The Food and Drug Administration (FDA) in 2012 approved a fixed-dose treatment of emtricitabine and tenofovir for people who do not have HIV but may be at risk of contracting it. Those antiviral drugs comprise PrEP, sold under the brand name Truvada, which can keep HIV infection at bay when an individual is exposed from injection drug use or unprotected sex.
“Our study is the first to extend the understanding of the use of PrEP in a real-world setting and suggests that the treatment may prevent new HIV infections even in a high-risk setting,” lead author Jonathan Volk, MD, MPH, physician and epidemiologist at Kaiser Permanente San Francisco Medical Center, said in a news release. “Until now, evidence supporting the efficacy of PrEP to prevent HIV infection had come from clinical trials and a demonstration project.”
Previous clinical trials of the drug suggested it had a prevention rate of about 86 percent, not 100 percent as the current study does.
Critics say the daily pill encourages risky sex among gay and bisexual men, whom the virus disproportionately affects. Following the drugs approval, #Truvadawhore T-shirts emerged, and some AIDS activists hailed it a “party drug.” But proponents say the drug has the potential to help prevent future infections of a virus that today plagues nearly 40 million people worldwide— especially among individuals who don’t have access to condoms.
In the Kaiser Permanente study, HIV infection was prevented despite participants’ changing sexual behavior, including number of partners and condom use, six months into the study.
“Without a control group, we don’t know if these STI rates were higher than what we would have seen without PrEP,” co-author Julia Marcus, PhD, MPH, postdoctoral fellow at the Kaiser Permanente Division of Research, said in the news release.
Bradley Hare, MD, director of HIV Care and Prevention at Kaiser Permanente San Francisco said in the release that people taking Truvada should undergo routine STI and HIV testing. The Centers for Disease Control and Prevention (CDC) recommends that people on PrEP get tested for STIs every six months. Hare also advised those individuals to monitor themselves for known side effects from the drug, like changes in kidney function.
Although the current study suggests some limitations for the drug, experts say the findings hold promise for stopping HIV in its tracks.
According to the CDC, more than 1.2 million people in the United States are living with HIV infection, and one in eight people infected with virus are not aware of it. About one in four new HIV infections is among people ages 13 to 24.

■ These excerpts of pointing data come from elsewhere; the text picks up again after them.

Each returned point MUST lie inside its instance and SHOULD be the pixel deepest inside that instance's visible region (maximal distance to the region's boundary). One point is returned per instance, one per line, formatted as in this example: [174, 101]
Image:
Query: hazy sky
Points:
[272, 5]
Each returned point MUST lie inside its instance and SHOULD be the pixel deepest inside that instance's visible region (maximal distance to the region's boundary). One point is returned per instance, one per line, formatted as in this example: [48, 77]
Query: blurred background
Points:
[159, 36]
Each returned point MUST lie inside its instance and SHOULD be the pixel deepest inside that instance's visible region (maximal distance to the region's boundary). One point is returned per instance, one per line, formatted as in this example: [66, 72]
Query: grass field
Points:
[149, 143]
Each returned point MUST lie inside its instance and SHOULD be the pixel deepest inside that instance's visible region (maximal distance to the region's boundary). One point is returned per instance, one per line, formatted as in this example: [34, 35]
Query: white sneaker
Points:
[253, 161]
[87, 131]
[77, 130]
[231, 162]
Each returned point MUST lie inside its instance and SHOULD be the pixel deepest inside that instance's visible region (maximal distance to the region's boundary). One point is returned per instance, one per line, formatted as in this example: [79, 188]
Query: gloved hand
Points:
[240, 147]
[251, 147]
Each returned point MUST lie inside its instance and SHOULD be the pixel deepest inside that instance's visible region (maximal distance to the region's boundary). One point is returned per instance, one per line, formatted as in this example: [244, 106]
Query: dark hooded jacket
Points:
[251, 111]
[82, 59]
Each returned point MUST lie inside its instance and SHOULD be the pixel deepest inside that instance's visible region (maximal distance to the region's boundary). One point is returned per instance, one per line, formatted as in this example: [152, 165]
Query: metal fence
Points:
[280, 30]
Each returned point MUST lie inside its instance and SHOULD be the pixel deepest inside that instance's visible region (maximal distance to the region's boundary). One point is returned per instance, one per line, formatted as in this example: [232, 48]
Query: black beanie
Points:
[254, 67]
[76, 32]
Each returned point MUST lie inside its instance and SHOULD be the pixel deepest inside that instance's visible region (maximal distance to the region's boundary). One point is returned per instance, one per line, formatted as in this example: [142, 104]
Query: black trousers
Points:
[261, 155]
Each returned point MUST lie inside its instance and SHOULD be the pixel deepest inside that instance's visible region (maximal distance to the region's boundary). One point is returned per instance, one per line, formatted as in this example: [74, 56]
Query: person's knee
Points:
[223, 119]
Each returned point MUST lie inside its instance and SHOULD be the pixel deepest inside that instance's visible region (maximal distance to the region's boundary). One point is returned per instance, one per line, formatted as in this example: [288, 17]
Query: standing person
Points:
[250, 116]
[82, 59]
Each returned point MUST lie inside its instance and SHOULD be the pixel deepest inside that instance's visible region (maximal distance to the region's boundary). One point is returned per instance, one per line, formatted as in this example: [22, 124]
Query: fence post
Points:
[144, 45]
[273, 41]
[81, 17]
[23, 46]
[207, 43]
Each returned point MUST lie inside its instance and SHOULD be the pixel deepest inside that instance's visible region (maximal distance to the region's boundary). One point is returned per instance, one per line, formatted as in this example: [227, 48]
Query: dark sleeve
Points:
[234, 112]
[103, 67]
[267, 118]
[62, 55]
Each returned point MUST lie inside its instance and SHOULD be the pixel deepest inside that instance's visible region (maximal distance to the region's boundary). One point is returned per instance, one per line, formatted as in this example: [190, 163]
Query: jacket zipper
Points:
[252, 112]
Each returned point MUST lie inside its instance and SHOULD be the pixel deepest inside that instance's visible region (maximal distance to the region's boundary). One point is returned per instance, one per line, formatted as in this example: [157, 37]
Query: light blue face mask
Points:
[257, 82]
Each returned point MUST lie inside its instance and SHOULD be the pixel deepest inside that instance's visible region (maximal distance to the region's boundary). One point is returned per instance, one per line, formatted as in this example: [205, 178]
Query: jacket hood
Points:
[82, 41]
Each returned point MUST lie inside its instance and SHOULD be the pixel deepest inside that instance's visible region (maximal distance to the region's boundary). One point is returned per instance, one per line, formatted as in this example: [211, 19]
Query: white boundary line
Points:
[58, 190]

The Department of Health & Human Services estimates that 50,000 Americans are diagnosed with HIV each year—with African American and black males being particularly at risk. More than 13,700 people diagnosed with AIDS, the syndrome that develops with advanced-stage HIV infection, died in 2012, and about 658,500 Americans diagnosed with AIDS have died overall.
In an accompanying commentary for the study, Kimberly A. Koester and Robert M. Grant, of the University of California, San Francisco, who were not involved in the research, described the study results as “tremendously good news.”
“It is time for a vigorous conversation about sexually transmitted infections, too long eclipsed by fear of HIV infection,” they wrote.